これは他の資格試験の民法ではあまり見られないスタイルです。
マンション管理士ならではの設定なのでしょう。
マンションの絡む設定が「前提」となっているため、まずその前提をしっかりと把握するところから始めなければなりません。
ここでの把握をミスしてしまうと選択肢の内容が意味不明なものになってしまい、失点につながってしまいます。
その選択肢ですが、マンション管理士試験の民法ではここでさらに設定が付け加えられることになります。
先ほどの問題の選択肢を見てみましょう。
【R4-問14 肢3】
AB間の賃貸借契約において、B以外の第三者の賃料支払を禁止又は制限していなかった場合、Cが弁済をするについて正当な利益を有していても、Cの弁済がBの意思に反していることをAが知っていたときは、AはCの弁済を拒絶することができる。
前提をもとに、さらに細かい設定(条件)が選択肢で付け加えられていることがわかると思います。
これが選択肢ごとにあるわけですので、当然、問題文自体が長くなります。
実際の論点自体はそれほど難しいものではないのですが、事例形式で、しかも問題文と選択肢でそれぞれ条件がついているものを解いていくのはなかなか大変です。
ここにマンション管理士試験の民法の難しさがあるのです。
(ちなみに先ほどの肢3の答えは『誤』で、問14の正解肢となっています。)
民法の勉強方法
出題の仕方が独特ではあるものの、基本論点からの出題がメインになるので、テキストをしっかり学習することが大切になります。
その上で、「理解」する学習を心がけて欲しいのです。
民法の規定そのものを覚えていたとしても、それを使いこなせるレベルまで持っていかないと、マンション管理士試験の民法が解けるようにはなりません。
使いこなせるようにするためには「理解」が不可欠になります。
先ほどの試験問題は、テキストでいうところの「第三者(による)弁済」の部分です。
おそらく、テキストには重要な部分だけさらっと書いてあるくらいだと思われます。
テキストあるいは条文に書かれている、「正当な利益を有するものでない第三者は、債務者の意思に反して弁済をすることができない」ということだけを丸暗記したとしても、先ほどの問題は答えられません。
なぜこのような規定があるのか、これにあてはまらないケースがあるとすればどういったものが考えられるか、などを意識しながら学習をしていく必要があります。
最初のうちは難しいかもしれませんが、具体的な事例を自分で考えることができるようになれば理解もグッと深まるのでおすすめです。

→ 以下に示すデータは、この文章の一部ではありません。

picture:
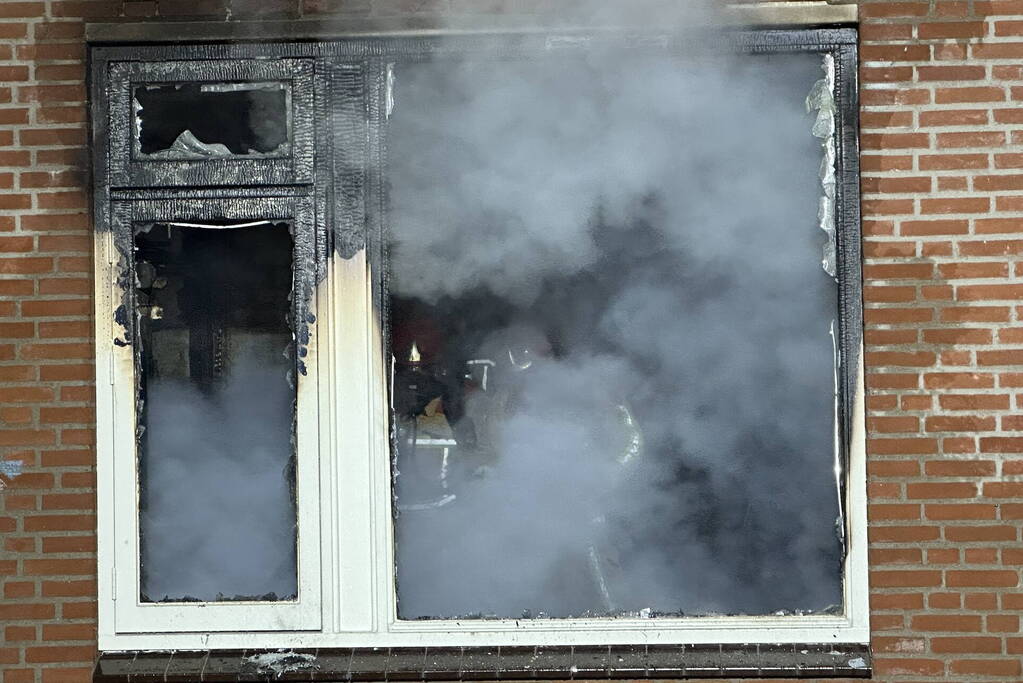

また、早いうちから過去問に触れて、慣れていくことも重要です。
問題の冒頭にある前提部分でキーワードになる部分を見つける練習、選択肢の事例設定で重要な論点を見極める練習・・・
これらは実際に過去問を解かないとできません。
最初のうちは時間がかかってもいいですし、間違えてもいいので、まずは民法の出題形式に慣れることを優先しましょう。